Information Security Today Home

New Books

Understanding and Applying Cryptography and Data Security
Cyber Fraud: Tactics, Techniques and Procedures
Information Assurance Architecture
How to Complete a Risk Assessment in 5 Days or Less
Information Security Management Metrics: A Definitive Guide to Effective Security Monitoring and Measurement

Understanding DLP

by Luther Martin

In the past year or two, the term "data loss prevention" (DLP) has been overused by security vendors trying to make their products sound useful for solving the pervasive problem of data breaches. This has led to the situation where it can be difficult to tell which technologies deserve to be called "DLP" and which do not. To help clarify things, let's look at what DLP technology is, how it works, and what it can and cannot do.

The term "data loss prevention" describes technology that automates the identification and protection of sensitive data. A DLP system has components that implement three functions: Management, Identification and Protection. The Management component is where an administrator creates and manages policies that the DLP system implements and generates any reports that are needed. The Identification component finds the sensitive data that the system's policies define. The Protection component safeguards the sensitive data that the Identification component finds. Figure 1 shows the relationship between these three components. Each of these components has its own set of challenges, and we'll look at each of these in turn.

Figure 1. The functional components of a DLP system.

Automating the protection of sensitive data is important because even people with the best of intentions make mistakes. The 2008 edition of CompTIA's Trends in Information Security report estimated that 30 percent of serious data breaches are caused by human errors, another 30 percent are caused by a hacker taking advantage of a human error, and only 40 percent are caused by a hacker actively overcoming flaws in technology. These numbers are quite a bit different than they were five years ago. The 2003 edition of the same report estimated that only 8 percent of serious data breaches did not involve some sort of human error.

People are getting better at protecting sensitive data, but they still not very good at it. It is still the case that most serious data breaches are caused by a failure of people instead of a failure of technology. Because of this, automating the process of protecting data will give much better results that just relying on error-prone people, and that is exactly where DLP technology promises to be able to make a difference.

A DLP system's policy defines what type of data is considered sensitive, what actions are allowed with sensitive data, and how to protect sensitive data. Suppose that we want to stop unencrypted Social Security numbers from being sent to external email addresses. This relatively simple goal may actually be difficult to implement in a comprehensive way, which means that it can be difficult to carefully create a policy that describes this goal.

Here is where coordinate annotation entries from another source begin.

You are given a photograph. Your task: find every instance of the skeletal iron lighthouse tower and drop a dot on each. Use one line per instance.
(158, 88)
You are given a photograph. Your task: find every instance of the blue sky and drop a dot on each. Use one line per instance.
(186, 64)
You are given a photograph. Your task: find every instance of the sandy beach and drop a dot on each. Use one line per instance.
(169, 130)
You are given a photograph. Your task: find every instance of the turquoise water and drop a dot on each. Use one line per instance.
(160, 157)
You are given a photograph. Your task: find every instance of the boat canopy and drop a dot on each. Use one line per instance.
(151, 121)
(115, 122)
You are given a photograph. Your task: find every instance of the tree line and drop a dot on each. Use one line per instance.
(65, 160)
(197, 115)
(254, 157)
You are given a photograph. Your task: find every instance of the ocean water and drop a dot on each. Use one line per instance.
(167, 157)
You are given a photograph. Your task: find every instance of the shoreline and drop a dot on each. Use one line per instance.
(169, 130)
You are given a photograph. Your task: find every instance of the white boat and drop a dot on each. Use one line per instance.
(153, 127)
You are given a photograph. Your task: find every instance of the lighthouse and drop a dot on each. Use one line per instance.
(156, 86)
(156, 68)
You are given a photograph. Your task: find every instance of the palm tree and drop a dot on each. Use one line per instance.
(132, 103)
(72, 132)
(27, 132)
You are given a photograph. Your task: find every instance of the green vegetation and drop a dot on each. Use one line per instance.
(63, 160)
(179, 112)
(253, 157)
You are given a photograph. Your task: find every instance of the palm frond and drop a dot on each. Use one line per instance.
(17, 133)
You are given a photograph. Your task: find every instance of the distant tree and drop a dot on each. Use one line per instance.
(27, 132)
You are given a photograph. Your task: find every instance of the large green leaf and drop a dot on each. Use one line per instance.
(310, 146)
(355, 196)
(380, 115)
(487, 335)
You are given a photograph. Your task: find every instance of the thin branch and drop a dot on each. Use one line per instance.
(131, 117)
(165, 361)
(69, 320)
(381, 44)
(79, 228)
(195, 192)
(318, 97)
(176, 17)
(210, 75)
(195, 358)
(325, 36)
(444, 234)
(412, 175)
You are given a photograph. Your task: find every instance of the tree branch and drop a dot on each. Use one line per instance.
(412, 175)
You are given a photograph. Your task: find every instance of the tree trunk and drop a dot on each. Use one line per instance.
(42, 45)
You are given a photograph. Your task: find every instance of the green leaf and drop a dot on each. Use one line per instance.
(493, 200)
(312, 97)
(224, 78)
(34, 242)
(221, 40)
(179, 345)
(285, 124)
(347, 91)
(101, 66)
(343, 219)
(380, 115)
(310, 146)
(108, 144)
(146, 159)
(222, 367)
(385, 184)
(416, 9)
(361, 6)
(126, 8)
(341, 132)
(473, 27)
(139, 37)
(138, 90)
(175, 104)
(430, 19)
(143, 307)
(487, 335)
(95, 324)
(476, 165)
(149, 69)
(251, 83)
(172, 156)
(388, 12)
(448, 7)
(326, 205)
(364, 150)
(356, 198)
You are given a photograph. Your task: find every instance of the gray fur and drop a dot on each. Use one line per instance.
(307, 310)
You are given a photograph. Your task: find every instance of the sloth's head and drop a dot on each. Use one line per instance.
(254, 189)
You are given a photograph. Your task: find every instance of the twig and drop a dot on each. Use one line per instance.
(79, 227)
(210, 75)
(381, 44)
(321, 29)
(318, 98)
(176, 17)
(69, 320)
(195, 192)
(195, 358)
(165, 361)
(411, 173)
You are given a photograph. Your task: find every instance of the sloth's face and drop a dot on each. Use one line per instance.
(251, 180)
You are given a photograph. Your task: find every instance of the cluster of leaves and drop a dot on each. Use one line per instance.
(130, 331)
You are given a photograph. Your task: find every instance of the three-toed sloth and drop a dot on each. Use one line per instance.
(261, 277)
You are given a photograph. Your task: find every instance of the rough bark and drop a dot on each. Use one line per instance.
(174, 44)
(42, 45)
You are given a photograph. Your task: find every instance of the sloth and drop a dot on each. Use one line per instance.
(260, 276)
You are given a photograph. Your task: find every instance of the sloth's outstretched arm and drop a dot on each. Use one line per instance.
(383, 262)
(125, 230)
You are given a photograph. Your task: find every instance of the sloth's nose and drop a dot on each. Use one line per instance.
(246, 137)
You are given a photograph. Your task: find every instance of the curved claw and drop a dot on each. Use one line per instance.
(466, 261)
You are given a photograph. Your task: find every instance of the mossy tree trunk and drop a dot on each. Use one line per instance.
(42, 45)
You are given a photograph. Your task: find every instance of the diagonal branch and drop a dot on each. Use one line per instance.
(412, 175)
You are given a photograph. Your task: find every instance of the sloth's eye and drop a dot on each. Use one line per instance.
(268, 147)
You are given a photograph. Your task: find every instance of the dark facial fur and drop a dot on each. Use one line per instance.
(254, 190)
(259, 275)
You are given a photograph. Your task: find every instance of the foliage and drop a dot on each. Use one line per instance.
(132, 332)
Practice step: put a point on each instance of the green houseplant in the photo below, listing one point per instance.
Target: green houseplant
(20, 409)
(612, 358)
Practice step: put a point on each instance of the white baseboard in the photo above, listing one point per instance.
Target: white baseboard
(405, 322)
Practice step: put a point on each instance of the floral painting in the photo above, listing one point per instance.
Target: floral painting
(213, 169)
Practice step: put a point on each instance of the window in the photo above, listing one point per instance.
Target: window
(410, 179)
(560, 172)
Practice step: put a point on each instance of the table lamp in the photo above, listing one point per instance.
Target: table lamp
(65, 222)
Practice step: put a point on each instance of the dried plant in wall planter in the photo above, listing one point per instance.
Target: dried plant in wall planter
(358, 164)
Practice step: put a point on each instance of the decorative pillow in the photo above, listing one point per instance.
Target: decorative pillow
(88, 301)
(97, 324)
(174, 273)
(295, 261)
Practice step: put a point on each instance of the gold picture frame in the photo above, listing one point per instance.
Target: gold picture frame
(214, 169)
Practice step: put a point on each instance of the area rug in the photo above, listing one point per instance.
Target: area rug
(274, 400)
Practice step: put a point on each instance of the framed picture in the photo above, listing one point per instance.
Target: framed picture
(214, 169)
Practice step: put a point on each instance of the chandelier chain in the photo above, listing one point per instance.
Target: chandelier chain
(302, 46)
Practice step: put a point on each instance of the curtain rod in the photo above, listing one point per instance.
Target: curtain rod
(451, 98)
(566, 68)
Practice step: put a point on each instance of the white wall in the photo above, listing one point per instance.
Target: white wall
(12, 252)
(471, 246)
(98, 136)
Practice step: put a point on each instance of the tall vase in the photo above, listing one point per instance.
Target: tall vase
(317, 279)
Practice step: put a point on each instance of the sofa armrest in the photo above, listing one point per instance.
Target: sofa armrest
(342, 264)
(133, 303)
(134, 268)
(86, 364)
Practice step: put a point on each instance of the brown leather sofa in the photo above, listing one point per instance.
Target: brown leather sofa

Consider the examples listed in Table 1. Each of these might or might not contain a Social Security number. The number 123456789 could be a Social Security number, for example, or it could be a telephone number for someone outside the US. A policy designed to stop unencrypted Social Security numbers from being sent to external email addresses needs to be able to define which of these should be identified as containing a Social Security number by the Identification components of the DLP system and which ones should not.

Email contains "123-45-6789"
Email contains "123456789"
Email has an attached spreadsheet that contains "123456789"
Email contains "123-456-789"
Email contains the URL ""
Email contains source code that implements the logic print(123456789)
Email has an attached executable program that implements the logic print(123456789)

Table 1. Examples that may or may not contain a Social Security number.

The policy of a DLP system also tells what action the Protection component of the system needs to take when the Identification component finds sensitive data. In the case of finding an unencrypted Social Security number, the Protection component might encrypt the message and send the encrypted message to the message's recipients. Or it might notify the sender that they've violated the system's data protection policy and that they'll need to encrypt their message for it to be sent.

The capabilities of the Management component are limited by the thoroughness of the component, or how many different formats of data it can define rules for. Each particular file format, for example, encodes information in a different way. A DLP system needs to be able to understand the format of the data to search it for sensitive information. A Social Security number that is in a compressed text file, for example, will be encoded in a different way than the same number that is stored in a spreadsheet. In general, the more data formats that a DLP system can understand, the more thorough it is, and this usually means that it has a better chance of finding and protecting sensitive information.

Be careful of vendor claims, though. If a vendor claims that its DLP technology can identify many different kinds of file formats, that is not enough to let its technology identify sensitive information in all of those file types. What is important is how thorough a job the technology can do of finding sensitive data. To do this, it needs to understand the contents of many different types of files as well as many different networking protocols. That is a more appropriate way to measure the thoroughness of a DLP system than the number of types of files it can simply identify.

The capabilities of the tools that administrators use to define the policies that the Identification components use are also important. To be considered a DLP technology, these rules should be able to include more than just looking for keywords. State-of-the-art DLP technologies use more advanced techniques like regular expressions and statistical pattern matching to identify sensitive information. The capability to do a more thorough job of finding sensitive data requires the ability to define more detailed and complicated policies, so a sophisticated Management component is a necessary part of more advanced DLP technology.

The Identification component of a DLP system uses the policy that the Management component defines to find sensitive information. In all but the simplest cases, this means that the Identification component will be making a statistical test and using the result of that test to decide if it has found sensitive information. Because Identification components use statistical tests, they can never make decisions correctly all of the time.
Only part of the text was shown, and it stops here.